Мать долгое время не выпускала меня на сцену даже в качестве статиста. Я был рабочим, бутафором, декоратором и всем чем придется, но за кулисами… Моими партнерами всегда оставались только деревяшки да холсты.
В «Трех апельсинах» был такой потрясающей силы момент, когда заколдованная героиня, наконец освобожденная героем, является перед зрителями. При этом она должна была выходить из разрубленного апельсина…
Огромный фанерный апельсин стоял в глубине, у задней кулисы, за ним, скорчившись, пряталась актриса, а в момент открытия кто-то должен был перехватить распахнутые половинки, иначе ни выпустить героиню, ни удержать эту штуку от падения было невозможно. На репетициях я приспособился, лежа на сцене, просовывать руки под задником так, что, ухватившись за рейки, мог точно открыть и держать апельсин, оставаясь невидимым.
На премьере спектакль шел, как говорится, «под стон». В нашем театре это был первый настоящий детский спектакль. Впервые зал до отказа заполнили ребята.
Началась картина с апельсином. Я занял свое место за задником. Теперь, прижавшись щекой к полу, одним глазом я мог подсматривать снизу за тем, что происходит на сцене… Видны только ноги артистов да черный провал зрительного зала…
Десятки раз на репетиции я точно так смотрел из-под задника, спокойно дожидаясь своей реплики, а тут, как только я увидел зал, меня вдруг охватило страшное волнение… Я почувствовал, что темнота – это люди, лица и глаза, все до единого обращенные в мою сторону…

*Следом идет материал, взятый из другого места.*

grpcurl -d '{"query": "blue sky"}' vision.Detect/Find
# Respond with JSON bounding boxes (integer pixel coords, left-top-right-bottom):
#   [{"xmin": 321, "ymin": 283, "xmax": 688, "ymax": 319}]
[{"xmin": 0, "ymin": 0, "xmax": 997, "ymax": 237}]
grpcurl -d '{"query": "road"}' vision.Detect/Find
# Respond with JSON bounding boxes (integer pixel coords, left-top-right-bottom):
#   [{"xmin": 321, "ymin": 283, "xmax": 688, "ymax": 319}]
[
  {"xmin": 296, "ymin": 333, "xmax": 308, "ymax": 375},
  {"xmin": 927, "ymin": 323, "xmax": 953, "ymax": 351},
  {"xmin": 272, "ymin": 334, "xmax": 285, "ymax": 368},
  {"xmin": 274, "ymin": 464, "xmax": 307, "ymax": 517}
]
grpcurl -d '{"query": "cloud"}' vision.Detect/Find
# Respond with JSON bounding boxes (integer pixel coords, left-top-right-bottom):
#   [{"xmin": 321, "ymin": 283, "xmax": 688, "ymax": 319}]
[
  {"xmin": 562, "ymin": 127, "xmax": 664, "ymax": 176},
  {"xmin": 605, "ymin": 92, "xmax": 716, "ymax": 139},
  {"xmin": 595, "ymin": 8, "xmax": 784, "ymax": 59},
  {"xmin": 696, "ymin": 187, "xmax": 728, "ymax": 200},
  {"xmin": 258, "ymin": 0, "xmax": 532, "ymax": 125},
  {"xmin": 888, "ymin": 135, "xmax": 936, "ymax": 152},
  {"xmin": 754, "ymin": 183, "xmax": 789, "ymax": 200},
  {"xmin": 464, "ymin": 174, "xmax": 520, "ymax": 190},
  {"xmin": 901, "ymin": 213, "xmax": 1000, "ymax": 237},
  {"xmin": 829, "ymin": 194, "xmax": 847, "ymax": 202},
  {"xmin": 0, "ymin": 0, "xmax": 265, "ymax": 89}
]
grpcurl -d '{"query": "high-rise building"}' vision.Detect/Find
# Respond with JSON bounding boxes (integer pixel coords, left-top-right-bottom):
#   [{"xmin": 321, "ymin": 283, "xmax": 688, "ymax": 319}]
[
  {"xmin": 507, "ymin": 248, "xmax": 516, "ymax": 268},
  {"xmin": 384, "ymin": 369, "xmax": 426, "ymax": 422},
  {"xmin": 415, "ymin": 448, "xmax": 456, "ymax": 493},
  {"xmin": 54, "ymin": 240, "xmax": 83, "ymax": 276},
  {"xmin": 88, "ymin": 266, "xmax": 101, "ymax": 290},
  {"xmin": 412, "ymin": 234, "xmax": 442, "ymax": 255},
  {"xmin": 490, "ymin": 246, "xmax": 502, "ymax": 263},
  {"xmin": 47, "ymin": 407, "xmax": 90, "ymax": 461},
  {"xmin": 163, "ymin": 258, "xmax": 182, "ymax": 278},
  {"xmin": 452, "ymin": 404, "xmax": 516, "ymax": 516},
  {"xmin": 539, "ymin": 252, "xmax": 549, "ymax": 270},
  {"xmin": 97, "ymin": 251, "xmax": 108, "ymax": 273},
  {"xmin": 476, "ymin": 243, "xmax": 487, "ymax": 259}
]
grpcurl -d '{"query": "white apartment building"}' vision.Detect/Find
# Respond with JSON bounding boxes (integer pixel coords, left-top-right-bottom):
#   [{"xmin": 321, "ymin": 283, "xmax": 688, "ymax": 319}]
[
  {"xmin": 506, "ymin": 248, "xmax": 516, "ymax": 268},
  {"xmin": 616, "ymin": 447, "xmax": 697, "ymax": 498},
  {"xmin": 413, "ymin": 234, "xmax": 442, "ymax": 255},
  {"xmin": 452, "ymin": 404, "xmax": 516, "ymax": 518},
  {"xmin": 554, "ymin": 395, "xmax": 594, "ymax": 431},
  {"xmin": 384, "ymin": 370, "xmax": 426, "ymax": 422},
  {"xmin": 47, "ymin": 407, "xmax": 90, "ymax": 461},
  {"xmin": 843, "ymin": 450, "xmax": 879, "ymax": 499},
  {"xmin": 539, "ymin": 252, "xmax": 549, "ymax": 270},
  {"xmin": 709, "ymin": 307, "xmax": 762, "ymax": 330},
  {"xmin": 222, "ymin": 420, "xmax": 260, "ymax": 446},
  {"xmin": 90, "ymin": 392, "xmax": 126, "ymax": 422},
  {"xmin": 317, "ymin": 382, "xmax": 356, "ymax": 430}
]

Они не знают, что апельсин – это я, для них меня нет, есть только этот рыжий шар, от которого все они ждут чего-то невероятного, и совершить это должен и могу только я.
Когда много лет спустя я впервые услыхал строки Пастернака:
«На меня наставлен сумрак ночи,Тысячи биноклей на оси», —первое, что ударило мне в голову ярко, как вспышка, было именно то видение ног и черноты зала, которое поразило меня на первом представлении «Трех апельсинов» в Бугульме.
За время репетиций я невольно выучил наизусть весь текст этой картины и запомнил все мельчайшие подробности любой мизансцены. На спектакле вроде бы ничего и не изменилось, но каждая произнесенная актерами реплика вдруг приобрела для меня совершенно иное значение. Я как будто сам говорил эти слова и проигрывал все, что надлежало переживать исполнителям.
Казалось, что теперь на сцене все происходит взаправду, и я, хотя и знаю наперед ход событий, почему-то всем существом стремлюсь помочь героям.
Но вот последний шанс, последнее усилие, теперь нужно только разрубить апельсин…
Через щелку я вижу, как ноги принца повернулись в мою сторону.
Я вцепился в деревянные рейки мокрыми от напряжения руками. От страха я совершенно забыл, что кроме меня и деревяшки еще есть актриса, которая, согнувшись в три погибели, точно так же, как я, прячется от публики.
Герой медленно приближался к апельсину. Казалось, что пальцами я ощущаю поток внимания, который уперся и давит в мой фанерный щит.